Parents of toddlers and preschoolers should keep track of the duration and frequency of their children’s tantrums, Dr Sukhodolsky said, as well as whether they occur across different contexts – so not just at home, but also in school, at the playground or on play dates.
Parents of tweens and teens should be mindful of whether their anger seems really constant or intense, Dr Anderson said. Mood swings are typical for teenagers, but anger or irritability that lasts for more than several weeks is not.
“When adults are saying, ‘Oh my gosh, this is stopping them from being able to engage in school’, or ‘It’s stopping them from being able to make friendships’, or ‘It’s difficult for our family to get along’, we are looking for things that might signal a need for treatment,” Dr Anderson said.
Behavioural disorders, a category that includes attention deficit hyperactivity disorder, and mood disorders such as depression, can often present as irritability, he added.

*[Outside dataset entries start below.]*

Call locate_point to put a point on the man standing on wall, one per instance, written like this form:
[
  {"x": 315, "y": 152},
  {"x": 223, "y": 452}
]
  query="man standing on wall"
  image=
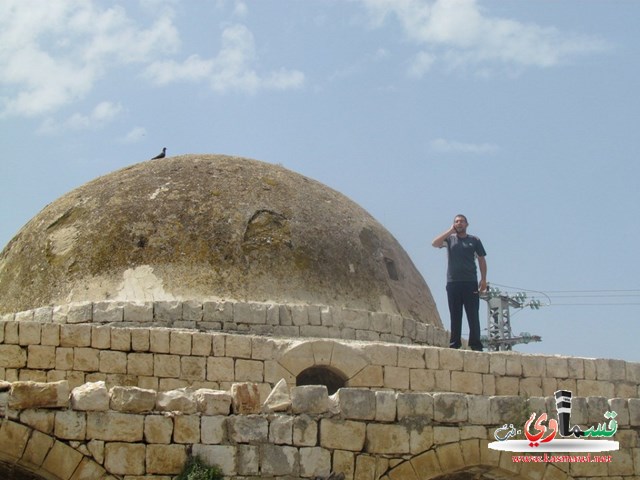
[{"x": 463, "y": 288}]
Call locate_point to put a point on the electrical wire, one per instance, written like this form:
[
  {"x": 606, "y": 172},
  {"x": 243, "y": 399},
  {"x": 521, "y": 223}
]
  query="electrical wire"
[{"x": 580, "y": 295}]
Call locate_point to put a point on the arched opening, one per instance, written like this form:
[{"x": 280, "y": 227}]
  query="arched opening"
[{"x": 322, "y": 375}]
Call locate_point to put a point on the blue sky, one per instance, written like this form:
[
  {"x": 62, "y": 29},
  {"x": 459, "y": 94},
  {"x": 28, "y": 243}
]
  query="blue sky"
[{"x": 521, "y": 114}]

If your child is non-neurotypical, consult with your paediatrician or a therapist about alternate ways to deal with their emotions.
LISTEN AND BE OPEN TO YOUR CHILDREN’S FEELINGS
In terms of the bigger picture, it is important to make sure your child has ample opportunities to discuss their feelings – anger, sadness, excitement, all of it – with trusted friends, family or a mental health provider.
It is not always easy to hear your child is having a difficult time, but those conversations and connections are essential for validating what they are experiencing and providing emotional release.
“I like to say the best form of anger management is feeling understood,” Dr McCoy said.
“Often when we’re angry, underneath we feel scared, we feel misunderstood and we feel disconnected.”